Au-delà du cas individuel, cette affaire cristallise plusieurs débats de fond qui traversent la société française depuis de nombreuses années :

  • Comment gérer l’insertion des mineurs étrangers arrivés très jeunes sur le territoire ?
  • Faut-il systématiquement assortir les peines d’une interdiction de territoire lorsque l’individu est déjà sous OQTF ?
  • Comment concilier fermeté pénale et recherche d’une sortie de la délinquance ?
  • Le prononcé d’une peine ferme sans proposition d’accompagnement post-détention est-il suffisant ?

Chacune de ces questions mériterait un débat approfondi et dépassionné. Malheureusement, le sujet de l’immigration et de la délinquance des étrangers reste l’un des plus polarisants du paysage politique et médiatique français.

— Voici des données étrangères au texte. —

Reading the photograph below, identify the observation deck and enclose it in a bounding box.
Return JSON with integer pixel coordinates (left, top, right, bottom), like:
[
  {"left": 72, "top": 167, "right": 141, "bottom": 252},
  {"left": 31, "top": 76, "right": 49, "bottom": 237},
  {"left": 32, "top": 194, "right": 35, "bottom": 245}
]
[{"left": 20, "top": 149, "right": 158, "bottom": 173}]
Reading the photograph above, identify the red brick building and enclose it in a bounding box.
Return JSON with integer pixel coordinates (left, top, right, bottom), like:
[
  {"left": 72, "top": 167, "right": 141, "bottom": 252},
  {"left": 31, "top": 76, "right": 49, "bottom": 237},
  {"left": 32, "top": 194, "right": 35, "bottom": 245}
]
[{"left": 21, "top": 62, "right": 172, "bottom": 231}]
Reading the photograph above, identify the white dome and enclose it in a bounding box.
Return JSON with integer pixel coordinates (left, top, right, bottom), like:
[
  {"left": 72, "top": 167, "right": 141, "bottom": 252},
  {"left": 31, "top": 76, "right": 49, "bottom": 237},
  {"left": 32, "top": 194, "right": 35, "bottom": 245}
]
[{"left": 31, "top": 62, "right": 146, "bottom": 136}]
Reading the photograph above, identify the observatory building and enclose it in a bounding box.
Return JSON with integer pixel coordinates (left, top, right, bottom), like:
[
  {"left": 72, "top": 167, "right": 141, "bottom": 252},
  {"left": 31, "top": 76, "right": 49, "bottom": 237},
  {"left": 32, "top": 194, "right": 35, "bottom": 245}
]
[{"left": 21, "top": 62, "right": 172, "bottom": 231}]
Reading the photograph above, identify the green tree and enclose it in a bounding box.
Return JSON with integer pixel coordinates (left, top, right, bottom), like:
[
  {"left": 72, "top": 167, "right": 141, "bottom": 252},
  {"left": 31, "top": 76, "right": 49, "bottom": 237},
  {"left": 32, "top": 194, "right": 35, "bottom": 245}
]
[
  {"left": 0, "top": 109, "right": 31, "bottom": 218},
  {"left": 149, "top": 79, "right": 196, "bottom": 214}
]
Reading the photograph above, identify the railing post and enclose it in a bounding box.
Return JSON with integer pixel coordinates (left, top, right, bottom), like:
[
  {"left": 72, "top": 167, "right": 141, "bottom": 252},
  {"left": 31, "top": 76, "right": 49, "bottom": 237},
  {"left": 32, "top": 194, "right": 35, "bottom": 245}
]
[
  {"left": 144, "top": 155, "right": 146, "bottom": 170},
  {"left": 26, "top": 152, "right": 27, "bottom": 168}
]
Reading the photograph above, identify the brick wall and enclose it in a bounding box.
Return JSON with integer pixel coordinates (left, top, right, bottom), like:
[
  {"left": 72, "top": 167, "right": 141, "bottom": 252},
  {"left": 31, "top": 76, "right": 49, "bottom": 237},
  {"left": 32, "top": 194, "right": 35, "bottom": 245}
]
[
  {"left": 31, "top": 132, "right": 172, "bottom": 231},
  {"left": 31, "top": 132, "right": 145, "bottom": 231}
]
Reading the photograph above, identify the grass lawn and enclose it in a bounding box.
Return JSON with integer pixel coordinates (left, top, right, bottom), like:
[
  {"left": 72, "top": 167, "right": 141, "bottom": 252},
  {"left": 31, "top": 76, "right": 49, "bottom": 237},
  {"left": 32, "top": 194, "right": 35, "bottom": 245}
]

Conclusion : sortir du cercle vicieux, une urgence

L’histoire de ce jeune homme de vingt ans n’est ni exceptionnelle ni anecdotique. Elle est au contraire symptomatique d’un système qui peine à trouver l’équilibre entre sanction, protection de la société et offre réelle de réinsertion.

Tant que les OQTF resteront majoritairement lettre morte, tant que les parcours d’insertion pour les jeunes majeurs en situation irrégulière resteront quasi-inexistants, tant que la réponse pénale se limitera trop souvent à l’emprisonnement sans véritable projet de sortie, des affaires similaires continueront de se multiplier.

La question n’est plus seulement de savoir combien de mois ferme prononcer, mais surtout de comprendre comment empêcher que l’histoire ne se répète inlassablement.

Le chemin s’annonce long et semé d’embûches. Pourtant, l’enjeu est de taille : celui de la cohésion sociale et du respect de l’État de droit pour tous.